Onlar da asla muhalefet etmemişlerdir. Şayet etselerdi Peygamber olamazlardı. Allah'ın yanında en makbul kul, en efdal Peygamber olan Hz. Muhammed (s.a.v.) bile en çok ibadet eder, taatte bulunur ve Hak yolunda eza ve cefaya katlanırdı. İbadetlerinin çokluğundan dizleri şişerdi. Yine de Allahu Teâlâ: "EMROLUNDUĞUN GİBİ DOSDOĞRU HAREKET ET" diye hitabda bulunmuştu. Bu ayeti kerime inzal oldu. Hz. Peygamber (s.a.v.): "Beni Hud süresi ihtiyarlattı" buyurmuştur. Hz.
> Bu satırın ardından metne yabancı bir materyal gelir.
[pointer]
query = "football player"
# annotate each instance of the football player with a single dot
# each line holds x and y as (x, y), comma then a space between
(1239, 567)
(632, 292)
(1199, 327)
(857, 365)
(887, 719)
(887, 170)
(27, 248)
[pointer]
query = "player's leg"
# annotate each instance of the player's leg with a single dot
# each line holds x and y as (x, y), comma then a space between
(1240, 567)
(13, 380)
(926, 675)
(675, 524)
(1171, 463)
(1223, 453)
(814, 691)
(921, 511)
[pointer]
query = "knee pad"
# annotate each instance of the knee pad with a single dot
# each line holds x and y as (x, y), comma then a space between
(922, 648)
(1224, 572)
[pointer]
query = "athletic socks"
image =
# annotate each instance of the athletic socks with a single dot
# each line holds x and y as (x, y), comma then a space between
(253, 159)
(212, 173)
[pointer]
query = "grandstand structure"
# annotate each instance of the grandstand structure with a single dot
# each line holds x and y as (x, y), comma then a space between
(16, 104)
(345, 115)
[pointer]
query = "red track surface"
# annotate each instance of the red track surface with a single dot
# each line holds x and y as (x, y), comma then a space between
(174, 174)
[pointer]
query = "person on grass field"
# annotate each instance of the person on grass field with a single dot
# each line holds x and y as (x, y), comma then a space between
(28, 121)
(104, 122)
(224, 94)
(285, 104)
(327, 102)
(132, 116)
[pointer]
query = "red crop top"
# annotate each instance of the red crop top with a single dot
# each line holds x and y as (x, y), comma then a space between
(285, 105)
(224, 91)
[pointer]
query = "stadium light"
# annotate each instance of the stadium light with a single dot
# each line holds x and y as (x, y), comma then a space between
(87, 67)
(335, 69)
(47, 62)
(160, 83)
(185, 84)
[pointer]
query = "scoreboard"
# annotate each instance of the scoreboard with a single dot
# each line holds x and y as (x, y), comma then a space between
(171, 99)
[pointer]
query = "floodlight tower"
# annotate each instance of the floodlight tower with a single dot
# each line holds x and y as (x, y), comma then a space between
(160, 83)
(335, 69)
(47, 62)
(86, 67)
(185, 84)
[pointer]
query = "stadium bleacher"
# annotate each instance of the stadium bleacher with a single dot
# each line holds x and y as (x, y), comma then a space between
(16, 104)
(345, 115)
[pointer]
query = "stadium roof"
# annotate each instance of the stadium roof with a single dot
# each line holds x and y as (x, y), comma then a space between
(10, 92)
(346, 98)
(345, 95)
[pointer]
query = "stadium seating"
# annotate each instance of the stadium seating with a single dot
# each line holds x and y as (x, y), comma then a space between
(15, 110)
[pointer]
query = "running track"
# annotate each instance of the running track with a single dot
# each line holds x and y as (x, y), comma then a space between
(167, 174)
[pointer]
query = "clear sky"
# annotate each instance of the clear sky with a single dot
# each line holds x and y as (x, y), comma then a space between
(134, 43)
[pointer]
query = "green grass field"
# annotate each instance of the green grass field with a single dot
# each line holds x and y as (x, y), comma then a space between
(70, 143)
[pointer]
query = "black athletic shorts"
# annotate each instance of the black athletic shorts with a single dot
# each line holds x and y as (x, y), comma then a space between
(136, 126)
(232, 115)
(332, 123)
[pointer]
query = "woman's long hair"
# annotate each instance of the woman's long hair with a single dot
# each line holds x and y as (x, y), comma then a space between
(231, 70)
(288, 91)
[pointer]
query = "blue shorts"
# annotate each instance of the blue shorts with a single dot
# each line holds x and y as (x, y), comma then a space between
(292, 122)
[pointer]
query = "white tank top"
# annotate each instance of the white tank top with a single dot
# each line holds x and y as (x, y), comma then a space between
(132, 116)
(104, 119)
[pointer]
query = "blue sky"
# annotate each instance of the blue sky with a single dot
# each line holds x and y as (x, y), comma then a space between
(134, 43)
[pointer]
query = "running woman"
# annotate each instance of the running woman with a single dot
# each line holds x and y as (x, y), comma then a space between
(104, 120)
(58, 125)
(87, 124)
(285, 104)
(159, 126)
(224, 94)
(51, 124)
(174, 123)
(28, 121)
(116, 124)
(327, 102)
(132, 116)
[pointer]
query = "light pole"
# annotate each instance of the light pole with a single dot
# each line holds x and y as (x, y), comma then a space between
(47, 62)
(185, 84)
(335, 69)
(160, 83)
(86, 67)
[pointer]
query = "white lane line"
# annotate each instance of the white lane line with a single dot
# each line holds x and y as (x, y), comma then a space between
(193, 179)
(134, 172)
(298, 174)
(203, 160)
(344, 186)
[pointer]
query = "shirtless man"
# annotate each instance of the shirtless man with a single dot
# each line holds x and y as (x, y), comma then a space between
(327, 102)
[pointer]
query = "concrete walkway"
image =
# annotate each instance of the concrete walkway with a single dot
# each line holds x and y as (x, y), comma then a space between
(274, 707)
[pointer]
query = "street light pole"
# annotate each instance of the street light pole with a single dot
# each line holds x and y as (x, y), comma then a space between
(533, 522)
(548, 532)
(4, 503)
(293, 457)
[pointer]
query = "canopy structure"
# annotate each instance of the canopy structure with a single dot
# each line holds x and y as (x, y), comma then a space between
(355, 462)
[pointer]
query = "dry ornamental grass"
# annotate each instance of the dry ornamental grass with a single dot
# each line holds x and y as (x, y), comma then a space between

Peygamber Allah'tan bu kadar korkar, emirlerine karşı gelmekten çekinirdi. İnsanda Allah'a kullukta böyle olmalı. Kimsenin canı, keyfi çalışmak, ibadet yapmak istemese bile, Allah'ın gazabına uğramamak, cehennem ateşinde yanmamak, ahirette perişan olmamak için yüzünü Allah'a döndürmeye mecburdur. Nasıl dünya hayatında, perişan ve muhtaç olmak İstemi-yorsa ahiret içinde aynı şeyi istemeli, Allah'ın emirlerine uymalıdır. Şayet uymazsa öldüğü vakit Allahu Teala ona azab eder, kabir azabı çeker, sonunda cehennemlik olur. İşte bu felaketlere uğramamak için, insanın yüzünü Allah'a çevirip emirlerine uyması lazımdır ki Allah onu tanısın, Allah dostluğu rahatlıkla olmaz, Allah (c.c.)'a rahatlıkla kavuşulmaz.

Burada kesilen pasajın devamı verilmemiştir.